Failure to understand this phenomenon was a great mistake, that cost heavy to him. His conclusion that the molecular imprinted water interferes in biochemical processes exactly like the original drug molecules proved to be immature. He failed to comprehend the exact mechanism of molecular imprinting in water, and design the experiments accordingly. Had he understood the real mechanism of molecular imprinting, he would have studied about the unsteady behaviour of hydration shells in water, and taken necessary precautions, before subjecting himself to a controlled experiment. He could have devised some techniques to ensure the stability of hydration shells, such as using alcohol-water mixture instead of pure water, as done in homoeopathic potentization.
Please note, he tried to explain it as ‘molecular memory’ that can mimick the original molecules. Molecular imprints never can ‘mimic’ original molecules. They can only bind to original molecules and deactivate them.

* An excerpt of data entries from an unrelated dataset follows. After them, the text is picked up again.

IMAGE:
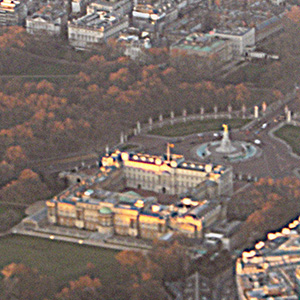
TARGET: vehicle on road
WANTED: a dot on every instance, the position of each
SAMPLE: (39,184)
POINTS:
(264,126)
(257,142)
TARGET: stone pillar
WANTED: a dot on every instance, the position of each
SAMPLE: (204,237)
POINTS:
(138,127)
(172,117)
(264,107)
(184,114)
(289,116)
(256,112)
(160,119)
(215,111)
(202,112)
(229,111)
(150,123)
(243,111)
(286,109)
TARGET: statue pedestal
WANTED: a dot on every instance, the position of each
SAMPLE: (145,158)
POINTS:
(226,146)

If drug molecules are ‘keys’, ‘mimics’ would act as ‘duplicate keys’. But ‘molecular imprints’ act as ‘artificial keyholes’ for those ‘keys’ and ‘similar ‘ keys. This point is very important. If we forget this point, we cannot explain ‘molecular imprints’ or ‘similia similibus curentur’.
If beneviste could have perceived the concept of ‘molecular imprints’ acting as not as ‘duplicate keys’ but as ‘artificial keyholes’, he would have designed his experiments accordingly, so that he can prove that ‘molecular imprints’ can ‘antidote’ or ‘deactivate’ original molecules, thereby preventing them from interacting with biological molecules.
Since ‘anti- IgE antiserum’ contains natural ligands of enzymes involved in human basophil de-granulation, ‘molecular imprints’ of anti- IgE antiserum cannot be prevent their natural interaction. We should not forget that ‘molecular imprints’ cannot interfere in the interaction between biological targets and their natural ligands. In the absence of this understanding, the experiments of beneveniste were wrongly designed, and were inevitably bound to fail.
‘Molecular imprints’ can prevent only ‘off-target’ actions of biological ligands. For example, we use potentized thyroid extract, which contain molecular imprints of various thyroid hormones having specific roles in metabolism. Potentized thyroidinum never interferes in the natural biological actions of thyroid hormones. But those molecular imprints can rectify the pathological conditions caused by ‘off-target’ bindings of thyroid hormones, especially in situations of hyperthyroidism. This is applicable to all potentized hormone remedies. They never interfere in normal biological actions of those hormones.
Reason behind this phenomenon is related with the dynamics of molecular interactions. Interactions between natural targets and their ligands involves two factors: configurational affinity and charge affinity. But interactions of ‘molecular imprints’ and their ‘ligands’ involves ‘configurational affinity’ only, without any charge affinity.